(Libro en preparación con semblanzas de personajes de diverso
giro profesional, social, existencial )
Siempre
me gustó leer. Soy hija única, de madre soltera, es decir una familia muy
reducida a dos personas, por la mayoría de mi infancia y adolescencia. Pasaba
mucho tiempo sola, lo cual me sigue gustando. La lectura formó parte de estos
momentos. Leía en los tres idiomas, sin marcar diferencia entre ellos. Leía
compulsivamente. En mi cuarto, en los carros, en el ferry, me escondía para
leer cuando se suponía que debía estar haciendo otras cosas, como tender la
cama. O la tendía muy rápido y me quedaba leyendo hasta que me llamaran para
reclamarme lo lenta que era. A los 12 años había leído todos los Agatha
Christies. Recuerdo claramente cuando se murió Hercule Poirot. Estaba en el
carro, íbamos del entonces CCC de Palacio hasta la casa, en una camioneta
datsun blanca de rejas. Estuve en shock el resto del día.
Ir
de la lectura a la escritura no fue un paso tan directo. Siempre escribía
cosillas y me divertían, pero en mi familia, y en la tradición de la educación
francesa, siempre se ponía la ciencia muy por encima de las letras.
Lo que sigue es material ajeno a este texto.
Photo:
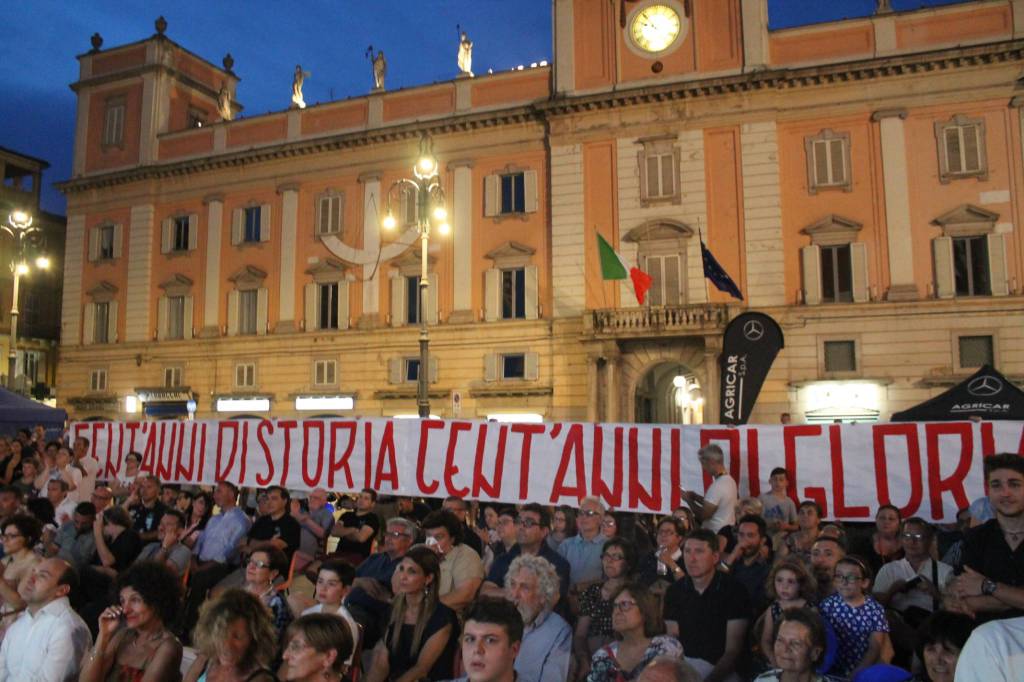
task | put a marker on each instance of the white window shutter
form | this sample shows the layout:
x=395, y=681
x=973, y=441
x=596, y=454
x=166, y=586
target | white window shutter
x=89, y=325
x=238, y=225
x=398, y=301
x=162, y=311
x=997, y=264
x=531, y=367
x=312, y=306
x=117, y=240
x=262, y=303
x=858, y=271
x=394, y=367
x=264, y=222
x=530, y=279
x=431, y=311
x=232, y=312
x=492, y=294
x=492, y=196
x=112, y=322
x=491, y=367
x=166, y=236
x=811, y=258
x=342, y=304
x=529, y=190
x=188, y=313
x=942, y=252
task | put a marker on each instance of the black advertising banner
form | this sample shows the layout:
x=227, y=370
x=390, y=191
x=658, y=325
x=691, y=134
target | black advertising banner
x=752, y=341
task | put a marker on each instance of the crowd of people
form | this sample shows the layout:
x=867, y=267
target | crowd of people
x=132, y=579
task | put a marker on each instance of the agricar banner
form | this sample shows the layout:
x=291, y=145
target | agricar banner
x=927, y=469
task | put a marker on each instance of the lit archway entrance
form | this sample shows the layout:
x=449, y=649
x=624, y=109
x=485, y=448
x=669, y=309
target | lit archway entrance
x=669, y=393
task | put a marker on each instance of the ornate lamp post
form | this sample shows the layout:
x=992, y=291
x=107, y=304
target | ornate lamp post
x=19, y=227
x=429, y=211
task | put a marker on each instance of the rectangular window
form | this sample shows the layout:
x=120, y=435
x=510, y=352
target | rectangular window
x=251, y=224
x=172, y=377
x=971, y=266
x=325, y=373
x=976, y=350
x=328, y=313
x=841, y=356
x=837, y=274
x=413, y=300
x=248, y=302
x=330, y=215
x=513, y=193
x=514, y=294
x=114, y=123
x=514, y=366
x=245, y=375
x=97, y=380
x=101, y=323
x=179, y=240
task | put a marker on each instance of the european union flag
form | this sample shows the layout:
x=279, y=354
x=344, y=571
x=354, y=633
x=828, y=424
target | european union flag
x=717, y=274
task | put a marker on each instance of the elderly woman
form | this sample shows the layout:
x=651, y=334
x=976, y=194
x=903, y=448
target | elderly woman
x=799, y=644
x=637, y=621
x=236, y=640
x=532, y=585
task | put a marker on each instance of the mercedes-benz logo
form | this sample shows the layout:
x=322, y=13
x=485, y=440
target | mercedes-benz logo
x=754, y=330
x=984, y=386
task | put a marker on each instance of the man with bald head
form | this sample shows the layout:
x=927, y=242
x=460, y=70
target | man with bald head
x=49, y=640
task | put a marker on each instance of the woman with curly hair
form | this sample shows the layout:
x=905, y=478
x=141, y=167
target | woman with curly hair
x=318, y=645
x=133, y=642
x=236, y=639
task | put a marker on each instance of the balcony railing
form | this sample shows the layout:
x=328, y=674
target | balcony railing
x=655, y=321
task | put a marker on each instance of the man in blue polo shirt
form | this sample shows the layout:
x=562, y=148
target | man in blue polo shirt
x=532, y=526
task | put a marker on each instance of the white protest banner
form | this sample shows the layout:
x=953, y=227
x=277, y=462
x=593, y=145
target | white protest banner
x=927, y=469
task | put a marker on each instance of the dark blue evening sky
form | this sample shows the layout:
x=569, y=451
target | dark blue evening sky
x=267, y=38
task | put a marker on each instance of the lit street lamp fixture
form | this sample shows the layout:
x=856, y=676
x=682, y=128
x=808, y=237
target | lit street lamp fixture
x=429, y=211
x=19, y=227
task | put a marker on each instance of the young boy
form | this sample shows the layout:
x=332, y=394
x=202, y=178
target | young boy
x=779, y=512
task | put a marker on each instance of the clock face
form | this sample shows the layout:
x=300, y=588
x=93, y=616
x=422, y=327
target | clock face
x=655, y=28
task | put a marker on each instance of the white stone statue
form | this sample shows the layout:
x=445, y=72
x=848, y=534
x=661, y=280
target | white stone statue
x=465, y=54
x=224, y=103
x=300, y=77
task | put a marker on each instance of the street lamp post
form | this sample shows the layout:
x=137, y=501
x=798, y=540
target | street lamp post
x=20, y=228
x=429, y=210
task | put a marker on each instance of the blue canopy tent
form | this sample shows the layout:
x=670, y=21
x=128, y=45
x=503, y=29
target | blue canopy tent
x=17, y=412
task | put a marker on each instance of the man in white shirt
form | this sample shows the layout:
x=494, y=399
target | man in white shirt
x=717, y=508
x=48, y=642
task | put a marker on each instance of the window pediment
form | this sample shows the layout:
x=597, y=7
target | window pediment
x=966, y=220
x=833, y=229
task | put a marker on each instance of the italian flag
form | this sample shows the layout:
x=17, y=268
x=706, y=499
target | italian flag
x=613, y=266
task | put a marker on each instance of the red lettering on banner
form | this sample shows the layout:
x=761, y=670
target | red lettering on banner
x=753, y=463
x=451, y=470
x=638, y=494
x=527, y=431
x=265, y=428
x=790, y=435
x=613, y=497
x=426, y=425
x=387, y=446
x=337, y=465
x=839, y=482
x=571, y=452
x=286, y=427
x=492, y=488
x=908, y=432
x=307, y=426
x=953, y=482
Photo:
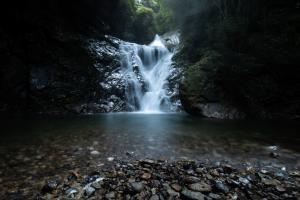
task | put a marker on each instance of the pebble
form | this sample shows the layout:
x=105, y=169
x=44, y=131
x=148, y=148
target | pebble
x=154, y=197
x=49, y=186
x=176, y=187
x=146, y=176
x=295, y=173
x=71, y=192
x=137, y=186
x=192, y=195
x=89, y=191
x=280, y=188
x=214, y=196
x=155, y=180
x=110, y=159
x=274, y=155
x=111, y=195
x=95, y=153
x=200, y=187
x=244, y=181
x=222, y=187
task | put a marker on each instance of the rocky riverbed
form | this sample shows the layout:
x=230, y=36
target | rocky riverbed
x=45, y=158
x=155, y=180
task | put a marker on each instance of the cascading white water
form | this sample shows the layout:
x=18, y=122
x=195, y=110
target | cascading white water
x=146, y=69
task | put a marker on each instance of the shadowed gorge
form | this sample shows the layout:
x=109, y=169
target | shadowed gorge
x=150, y=99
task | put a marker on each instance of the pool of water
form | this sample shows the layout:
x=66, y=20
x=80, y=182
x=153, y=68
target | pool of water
x=33, y=149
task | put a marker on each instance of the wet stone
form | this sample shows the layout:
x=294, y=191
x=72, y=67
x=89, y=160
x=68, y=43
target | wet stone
x=49, y=187
x=154, y=197
x=221, y=187
x=71, y=192
x=111, y=195
x=295, y=173
x=176, y=187
x=200, y=187
x=95, y=153
x=146, y=176
x=191, y=179
x=280, y=188
x=89, y=191
x=137, y=186
x=214, y=196
x=274, y=155
x=192, y=195
x=244, y=181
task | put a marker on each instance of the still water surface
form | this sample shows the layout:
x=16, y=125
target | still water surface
x=34, y=150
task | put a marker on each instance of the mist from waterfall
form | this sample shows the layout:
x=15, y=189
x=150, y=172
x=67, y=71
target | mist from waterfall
x=146, y=69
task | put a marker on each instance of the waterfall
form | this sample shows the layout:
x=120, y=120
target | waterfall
x=146, y=69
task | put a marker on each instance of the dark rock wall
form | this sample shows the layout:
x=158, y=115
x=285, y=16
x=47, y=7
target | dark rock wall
x=49, y=61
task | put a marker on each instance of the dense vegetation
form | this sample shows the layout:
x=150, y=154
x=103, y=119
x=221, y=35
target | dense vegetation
x=241, y=53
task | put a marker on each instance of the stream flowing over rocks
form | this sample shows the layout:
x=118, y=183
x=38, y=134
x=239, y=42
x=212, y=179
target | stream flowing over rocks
x=77, y=75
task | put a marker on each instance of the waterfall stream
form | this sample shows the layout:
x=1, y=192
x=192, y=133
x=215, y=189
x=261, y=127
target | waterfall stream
x=146, y=69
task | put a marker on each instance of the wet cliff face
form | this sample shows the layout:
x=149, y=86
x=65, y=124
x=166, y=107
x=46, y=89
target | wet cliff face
x=55, y=58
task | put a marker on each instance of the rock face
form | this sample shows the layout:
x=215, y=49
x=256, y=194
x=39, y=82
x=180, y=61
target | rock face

Mi abuelo,
ingeniero del Boleo en Santa Rosalía, siempre decía que la ciencia lo era todo,
todo lo demás eran tonterías. Me iba bien en las clases de literatura, en las
de ciencias menos, sobretodo matemáticas, física, química. Pero siempre quería
comprobar que podía, y hasta el primer año de universidad pensé estudiar
biología. Era en la universidad de California, en Berkeley, y tomé una clase de
química que llamaban un curso “weeder”. No era weeder de weed
(desafortunadamente!), sino de malas yerbas. El curso sacaba las malas yerbas
para que quedaran sólo las buenas. Yo puedo decir, a mucha honra, que fui (que
soy) mala yerba. Allí ya asumí que las letras eran lo mío, y me mentí a
estudiar literatura comparada e historia.
Aunque
leo mucha ficción, siempre me fui más por el lado del ensayo, de la crónica, de
la historia, de la teoría y la filosofía. Cuando terminé la universidad, no
sabía si seguir hacia un doctorado en literatura o meterme al periodismo. Me
regresé a La Paz, sin saber muy bien qué hacer. Entrevisté en el
Sudcaliforniano, a ver si había algún tipo de pasantía, o algo que pudiera
hacer a ver si me gustaba. De regreso a mi casa, me chocó un taxi frente al
mercado madero. Como era taxi, por supuesto, se determinó que fue culpa mía.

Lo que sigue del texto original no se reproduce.